While these grants are an essential lifeline for sustaining domestic budgets, this reliance comes with significant risks. Aid flows to the Pacific are notoriously volatile, which complicates long-term fiscal planning and reduces the predictability needed to finance key public investment projects.

Natural resources and the blue economy 

Beyond foreign aid, economies with abundant natural resources rely heavily on property income, rents, and royalties to generate non-tax revenue. For countries like Kazakhstan and Mongolia, these revenues are largely driven by the extraction of oil, coal, and copper.

For Pacific nations, however, the ocean is their greatest asset. The Vessel Day Scheme (VDS), administered by the Parties to the Nauru Agreement (PNA), has revolutionised non-tax revenue for its member states.

By allocating a fixed number of fishing days that can be sold or traded to foreign fleets, PNA members have successfully monetised their exclusive economic zones.

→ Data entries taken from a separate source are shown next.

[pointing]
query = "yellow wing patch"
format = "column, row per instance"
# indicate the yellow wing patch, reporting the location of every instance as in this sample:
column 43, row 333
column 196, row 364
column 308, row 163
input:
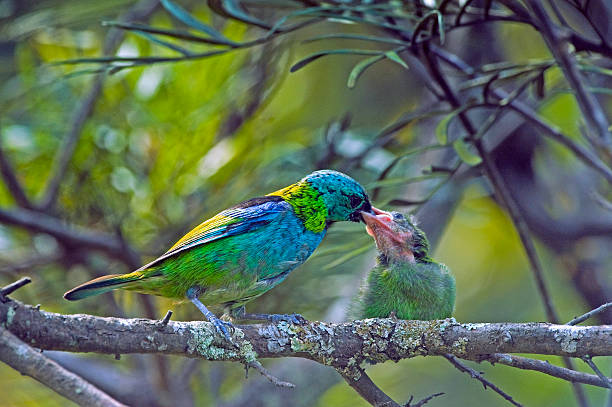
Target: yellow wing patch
column 216, row 221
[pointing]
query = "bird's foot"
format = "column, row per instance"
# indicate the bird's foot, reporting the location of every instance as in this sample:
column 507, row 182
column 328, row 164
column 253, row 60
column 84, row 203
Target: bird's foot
column 293, row 318
column 221, row 327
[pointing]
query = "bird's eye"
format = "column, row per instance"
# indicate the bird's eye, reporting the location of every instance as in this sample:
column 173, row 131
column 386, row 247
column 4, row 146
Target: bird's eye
column 355, row 201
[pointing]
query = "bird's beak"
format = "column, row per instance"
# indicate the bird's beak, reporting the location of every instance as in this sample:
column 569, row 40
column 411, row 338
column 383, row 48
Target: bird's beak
column 380, row 211
column 377, row 223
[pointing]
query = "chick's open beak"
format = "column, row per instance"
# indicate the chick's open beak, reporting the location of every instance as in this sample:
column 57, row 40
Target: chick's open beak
column 378, row 223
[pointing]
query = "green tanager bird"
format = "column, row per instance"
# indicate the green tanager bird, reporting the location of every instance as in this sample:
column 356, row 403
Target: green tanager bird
column 406, row 282
column 244, row 251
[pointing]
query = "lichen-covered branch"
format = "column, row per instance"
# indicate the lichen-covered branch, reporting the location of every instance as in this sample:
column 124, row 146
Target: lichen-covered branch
column 30, row 362
column 340, row 345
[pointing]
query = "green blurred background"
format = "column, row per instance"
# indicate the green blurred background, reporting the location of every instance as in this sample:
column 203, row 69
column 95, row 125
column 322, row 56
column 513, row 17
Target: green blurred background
column 169, row 145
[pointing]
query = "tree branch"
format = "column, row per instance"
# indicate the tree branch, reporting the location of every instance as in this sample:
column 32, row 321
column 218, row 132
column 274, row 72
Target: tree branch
column 21, row 357
column 478, row 376
column 338, row 345
column 541, row 366
column 358, row 379
column 558, row 45
column 11, row 181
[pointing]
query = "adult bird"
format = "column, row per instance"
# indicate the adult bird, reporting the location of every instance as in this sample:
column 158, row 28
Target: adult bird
column 405, row 282
column 244, row 251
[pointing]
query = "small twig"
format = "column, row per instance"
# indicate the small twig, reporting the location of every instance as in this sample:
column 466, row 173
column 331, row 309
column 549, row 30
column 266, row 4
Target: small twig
column 422, row 402
column 590, row 314
column 4, row 291
column 11, row 181
column 266, row 373
column 475, row 375
column 589, row 361
column 557, row 43
column 164, row 321
column 28, row 361
column 545, row 367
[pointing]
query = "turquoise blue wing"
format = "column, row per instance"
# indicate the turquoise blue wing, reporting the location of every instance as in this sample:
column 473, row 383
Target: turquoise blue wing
column 242, row 218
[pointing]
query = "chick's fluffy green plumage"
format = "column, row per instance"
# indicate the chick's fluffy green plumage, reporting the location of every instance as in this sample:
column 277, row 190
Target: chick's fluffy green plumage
column 406, row 282
column 246, row 250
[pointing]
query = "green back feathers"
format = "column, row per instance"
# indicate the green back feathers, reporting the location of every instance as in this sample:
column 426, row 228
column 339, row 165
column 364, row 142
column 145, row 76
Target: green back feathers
column 326, row 196
column 307, row 204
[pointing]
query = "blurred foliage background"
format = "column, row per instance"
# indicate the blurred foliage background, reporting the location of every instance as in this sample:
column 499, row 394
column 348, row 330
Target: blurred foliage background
column 142, row 155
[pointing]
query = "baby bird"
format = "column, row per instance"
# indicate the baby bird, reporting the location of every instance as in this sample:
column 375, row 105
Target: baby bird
column 406, row 282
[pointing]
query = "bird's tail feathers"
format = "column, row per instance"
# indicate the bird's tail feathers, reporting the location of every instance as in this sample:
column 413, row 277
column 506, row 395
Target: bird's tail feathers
column 101, row 285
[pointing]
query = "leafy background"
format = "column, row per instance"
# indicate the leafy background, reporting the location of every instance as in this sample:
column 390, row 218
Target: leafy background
column 168, row 145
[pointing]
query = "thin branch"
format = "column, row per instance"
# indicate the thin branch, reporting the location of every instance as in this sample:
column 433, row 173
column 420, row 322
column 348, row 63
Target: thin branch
column 476, row 375
column 358, row 379
column 338, row 345
column 541, row 366
column 21, row 357
column 586, row 156
column 72, row 235
column 86, row 106
column 589, row 361
column 506, row 197
column 590, row 314
column 421, row 403
column 7, row 290
column 266, row 373
column 558, row 45
column 11, row 181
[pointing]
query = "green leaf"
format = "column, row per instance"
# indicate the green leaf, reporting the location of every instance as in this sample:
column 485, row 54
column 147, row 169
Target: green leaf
column 233, row 9
column 360, row 68
column 393, row 56
column 313, row 57
column 163, row 43
column 465, row 154
column 357, row 37
column 191, row 21
column 442, row 128
column 178, row 34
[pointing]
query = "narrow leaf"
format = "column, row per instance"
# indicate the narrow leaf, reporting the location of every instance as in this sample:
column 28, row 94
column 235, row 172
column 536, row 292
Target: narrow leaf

This strategic scheme prevents overfishing while maximising economic returns, collectively generating around USD 500 million annually from tuna fisheries for member economies—roughly seven times what they collected in 2010. This innovation has been the primary driver of massive non-tax revenue growth in nations like Nauru and the Marshall Islands.

Ultimately, heavy reliance on non-tax revenue is not a policy failure but a necessary economic adaptation. While many Asia-Pacific economies are successfully implementing long-term tax base expansions—such as Mongolia’s progressive personal income tax or Kiribati’s value-added tax reforms—structural and geographic limitations ensure that foreign grants and the strategic monetisation of natural resources will remain the bedrock of fiscal survival for the region’s most constrained economies.